# What You Need:
→ Couscous
01 - 1 cup couscous
02 - 1¼ cups boiling vegetable broth
03 - 1 tablespoon olive oil
→ Roasted Vegetables
04 - 1 small zucchini, diced
05 - 1 small red bell pepper, diced
06 - 1 small carrot, peeled and diced
07 - 1 small red onion, diced
08 - 2 tablespoons olive oil
09 - ½ teaspoon ground cumin
10 - ½ teaspoon ground coriander
11 - ¼ teaspoon smoked paprika
12 - Salt and black pepper, to taste
→ Additions
13 - ½ cup canned chickpeas, drained and rinsed
14 - ¼ cup raisins or golden sultanas
15 - ⅓ cup fresh parsley, chopped
16 - 2 tablespoons fresh mint, chopped
17 - ¼ cup toasted slivered almonds (optional)
→ Dressing
18 - Juice of 1 large lemon
19 - 2 tablespoons extra-virgin olive oil
20 - 1 small garlic clove, minced
21 - ½ teaspoon honey or maple syrup
22 - Salt and pepper, to taste
# Directions:
01 - Preheat the oven to 425°F. Line a baking sheet with parchment paper.
02 - In a bowl, combine zucchini, red bell pepper, carrot, and red onion with olive oil, ground cumin, ground coriander, smoked paprika, salt, and black pepper. Toss to coat evenly.
03 - Spread the vegetables evenly on the baking sheet and roast for 20 to 25 minutes, stirring halfway through, until tender and golden. Remove from oven and allow to cool slightly.
04 - Place couscous in a large bowl; add boiling vegetable broth and 1 tablespoon olive oil. Cover with a plate and let stand for 5 minutes. Fluff with a fork to separate grains.

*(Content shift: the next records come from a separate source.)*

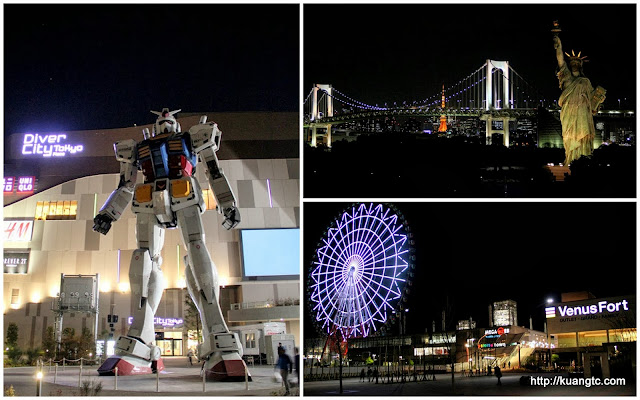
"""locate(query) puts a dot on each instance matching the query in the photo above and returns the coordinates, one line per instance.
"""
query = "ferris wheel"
(361, 271)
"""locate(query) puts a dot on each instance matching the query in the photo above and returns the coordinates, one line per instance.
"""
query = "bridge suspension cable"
(508, 89)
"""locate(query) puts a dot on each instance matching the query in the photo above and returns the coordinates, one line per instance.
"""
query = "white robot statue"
(170, 196)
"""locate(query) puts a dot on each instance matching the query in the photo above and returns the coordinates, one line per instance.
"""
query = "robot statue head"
(166, 122)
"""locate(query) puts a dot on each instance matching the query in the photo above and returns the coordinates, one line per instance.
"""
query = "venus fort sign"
(601, 307)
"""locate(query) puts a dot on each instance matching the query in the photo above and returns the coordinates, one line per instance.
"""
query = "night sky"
(83, 67)
(478, 253)
(379, 53)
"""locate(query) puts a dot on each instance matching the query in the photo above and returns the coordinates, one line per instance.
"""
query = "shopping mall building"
(594, 335)
(56, 182)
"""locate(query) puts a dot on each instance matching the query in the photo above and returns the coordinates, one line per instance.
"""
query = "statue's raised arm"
(557, 44)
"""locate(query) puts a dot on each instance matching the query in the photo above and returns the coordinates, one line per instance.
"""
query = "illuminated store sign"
(166, 322)
(52, 145)
(491, 345)
(16, 262)
(499, 331)
(26, 184)
(590, 309)
(17, 231)
(8, 183)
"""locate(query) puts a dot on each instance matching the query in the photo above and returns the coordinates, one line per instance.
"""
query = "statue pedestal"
(559, 171)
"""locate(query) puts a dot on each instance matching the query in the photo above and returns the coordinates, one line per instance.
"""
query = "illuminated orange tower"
(443, 118)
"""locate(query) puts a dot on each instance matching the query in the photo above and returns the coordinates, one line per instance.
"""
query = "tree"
(49, 342)
(69, 343)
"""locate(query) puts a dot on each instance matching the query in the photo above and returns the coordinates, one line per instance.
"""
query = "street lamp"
(39, 383)
(549, 301)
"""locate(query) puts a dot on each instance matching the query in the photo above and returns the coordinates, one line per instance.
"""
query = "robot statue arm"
(121, 197)
(205, 139)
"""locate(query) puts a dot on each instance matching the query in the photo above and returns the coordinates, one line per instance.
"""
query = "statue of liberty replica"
(579, 102)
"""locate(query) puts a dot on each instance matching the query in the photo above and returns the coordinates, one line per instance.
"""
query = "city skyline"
(419, 47)
(474, 254)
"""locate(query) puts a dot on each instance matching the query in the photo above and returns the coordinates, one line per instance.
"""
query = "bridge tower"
(498, 124)
(315, 112)
(507, 95)
(443, 117)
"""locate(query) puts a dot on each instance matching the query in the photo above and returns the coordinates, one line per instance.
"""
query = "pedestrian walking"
(498, 374)
(296, 364)
(285, 366)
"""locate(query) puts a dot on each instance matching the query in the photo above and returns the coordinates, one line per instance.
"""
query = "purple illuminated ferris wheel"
(361, 270)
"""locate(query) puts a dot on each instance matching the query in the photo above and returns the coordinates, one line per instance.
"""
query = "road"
(464, 386)
(178, 379)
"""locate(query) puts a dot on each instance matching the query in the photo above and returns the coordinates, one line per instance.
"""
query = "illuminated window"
(173, 335)
(250, 340)
(209, 199)
(566, 339)
(56, 210)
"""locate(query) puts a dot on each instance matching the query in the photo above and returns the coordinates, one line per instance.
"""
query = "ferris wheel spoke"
(359, 272)
(392, 247)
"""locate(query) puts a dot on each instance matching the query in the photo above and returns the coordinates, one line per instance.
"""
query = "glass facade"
(592, 338)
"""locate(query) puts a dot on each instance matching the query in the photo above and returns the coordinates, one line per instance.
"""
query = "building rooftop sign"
(49, 145)
(601, 307)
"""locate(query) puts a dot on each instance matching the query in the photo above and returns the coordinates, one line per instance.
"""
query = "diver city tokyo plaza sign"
(601, 307)
(50, 145)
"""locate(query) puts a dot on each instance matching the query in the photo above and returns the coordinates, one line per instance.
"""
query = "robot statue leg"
(221, 350)
(135, 353)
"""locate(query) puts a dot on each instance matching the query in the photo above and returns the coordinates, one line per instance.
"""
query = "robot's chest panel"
(165, 156)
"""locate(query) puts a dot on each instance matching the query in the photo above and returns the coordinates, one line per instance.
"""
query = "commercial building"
(596, 335)
(505, 313)
(56, 182)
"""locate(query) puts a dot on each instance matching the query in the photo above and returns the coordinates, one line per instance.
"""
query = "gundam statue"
(170, 196)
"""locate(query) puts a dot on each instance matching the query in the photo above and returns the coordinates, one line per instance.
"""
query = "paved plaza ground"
(178, 379)
(464, 386)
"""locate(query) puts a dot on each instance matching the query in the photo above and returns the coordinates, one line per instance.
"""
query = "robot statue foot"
(227, 367)
(133, 358)
(130, 365)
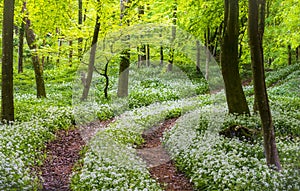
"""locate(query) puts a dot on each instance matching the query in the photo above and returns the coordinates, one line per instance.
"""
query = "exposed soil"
(63, 153)
(159, 162)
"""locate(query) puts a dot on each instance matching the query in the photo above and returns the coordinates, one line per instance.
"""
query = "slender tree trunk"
(161, 52)
(256, 30)
(71, 52)
(124, 74)
(208, 55)
(171, 57)
(148, 55)
(142, 49)
(142, 56)
(235, 96)
(7, 96)
(89, 77)
(161, 55)
(290, 54)
(21, 41)
(59, 50)
(125, 59)
(38, 68)
(198, 56)
(297, 53)
(79, 27)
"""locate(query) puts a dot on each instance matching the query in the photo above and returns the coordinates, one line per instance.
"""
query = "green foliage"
(111, 156)
(230, 164)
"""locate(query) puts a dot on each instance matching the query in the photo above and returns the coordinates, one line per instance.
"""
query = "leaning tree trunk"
(256, 30)
(125, 59)
(235, 96)
(38, 68)
(21, 41)
(89, 77)
(198, 56)
(172, 49)
(7, 95)
(290, 54)
(80, 39)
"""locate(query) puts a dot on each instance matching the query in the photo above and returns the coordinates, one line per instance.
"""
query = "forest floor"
(64, 152)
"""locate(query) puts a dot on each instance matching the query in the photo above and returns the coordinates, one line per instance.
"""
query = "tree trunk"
(71, 52)
(290, 54)
(256, 30)
(38, 68)
(297, 54)
(235, 96)
(171, 57)
(161, 52)
(89, 77)
(142, 56)
(124, 74)
(142, 49)
(125, 59)
(7, 96)
(80, 39)
(148, 55)
(198, 56)
(59, 50)
(21, 41)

05 - Whisk together lemon juice, extra-virgin olive oil, minced garlic, honey or maple syrup, salt, and pepper in a small bowl until well blended.
06 - Add roasted vegetables, chickpeas, raisins, parsley, mint, and almonds if using to the couscous. Pour the dressing over and toss gently until fully combined.
07 - Serve the salad at room temperature or chilled, garnished with additional fresh herbs if desired.